One of these programs is the Musqueam Pulling Together Canoe Club, managed by VPD’s Musqueam Liaison Officer, Cst. John Gravengard. As a 13-year member of the VPD, Cst. Gravengard has dedicated his career to going above and beyond to support Musqueam youth. For the last 10 years he has led the Musqueam Basketball Camps and more recently, the Canoe Club. Over 150 youth have been supported and mentored by Cst. Gravengard in this time.
“These programs bring police officers and Indigenous youth together in a fun and meaningful way,” explains Cst. Gravengard. “The kids realize that police are real people with genuine personalities, which allows positive relationships to form.”
As regular participants in the annual Pulling Together Canoe Journey, the Musqueam Pulling Together Canoe Club was in need of updated canoe-related equipment, safety gear and customized clothing in order to participate in the next Pulling Together Canoe Journey. The recent funding from the Vancouver Police Foundation will not only help replace worn-out gear, but also enable Cst. Gravengard to expand and include additional youth to join as club members.
The annual Pulling Together Canoe Journey is a ten-day journey that brings together Indigenous communities, various police organizations, other public service agencies, and youth. The act of both public service personnel and Indigenous people paddling in unison is a powerful symbol of positive relationships and mutual respect. This Canoe Journey has been an important tradition in BC for over 20 years.
It is very meaningful to have this grant because the Canoe Club helps youth casually connect with police officers, which in turn, builds healthy and meaningful relationships,” says Cst. Gravengard. “These youth are largely at-risk or have a criminal history, so they will have solid role models that will impact them for the rest of their lives as a result.”
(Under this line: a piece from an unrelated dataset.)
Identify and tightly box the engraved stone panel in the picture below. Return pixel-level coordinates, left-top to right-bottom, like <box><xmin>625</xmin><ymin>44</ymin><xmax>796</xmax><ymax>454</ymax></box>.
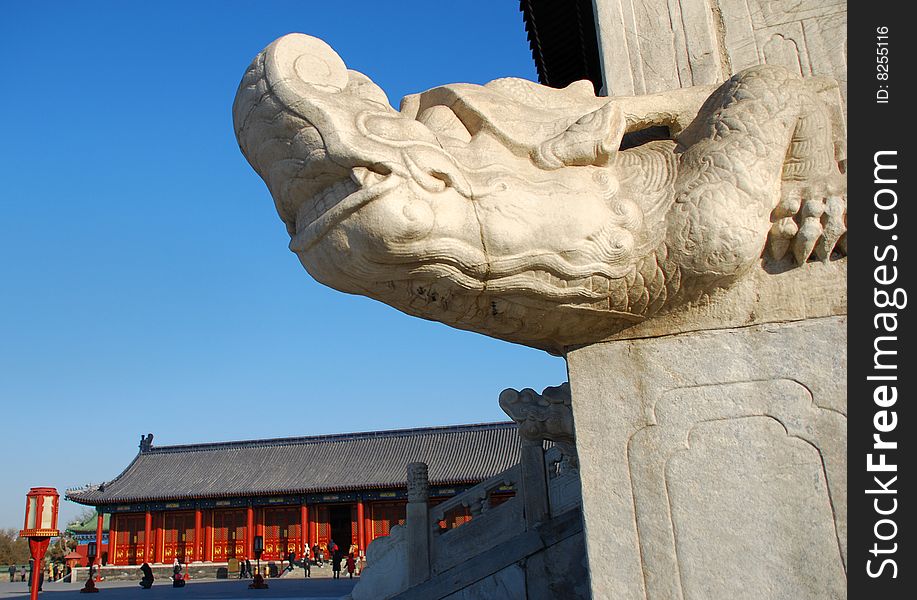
<box><xmin>595</xmin><ymin>0</ymin><xmax>847</xmax><ymax>111</ymax></box>
<box><xmin>567</xmin><ymin>317</ymin><xmax>847</xmax><ymax>600</ymax></box>
<box><xmin>665</xmin><ymin>416</ymin><xmax>844</xmax><ymax>600</ymax></box>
Having grown up in East Vancouver, Cst. Gravengard observed many kids who had run-ins with the police. He also quickly understood that police are in a unique position to build bridges with the community and to help youth steer clear of a life of drugs, gangs and violence. He believes that people who interact with police in a less formal, entertaining and casual environment see the police for who they are – as people who just want to help and make a difference. It’s one of the reasons why John continues to volunteer so much of his own time.
“I believe if you can be a positive influence on children and youth, it goes a long way terms of them growing into adults that make safe and solid life-decisions,” adds Cst. Gravengard. “My work with the Canoe Club and as the Musqueam Liaison Officer is not only important for the community and for Vancouver, it also provides the Musqueam Nation a better sense of who the police are. We are here to help.”
Working slowly and thoughtfully to respectfully repair and build positive relationships between police agencies and Indigenous communities is a priority. We are proud to be providing genuine support on these stepping-stones towards mutual understanding and partnership. We look forward to listening and learning for years to come.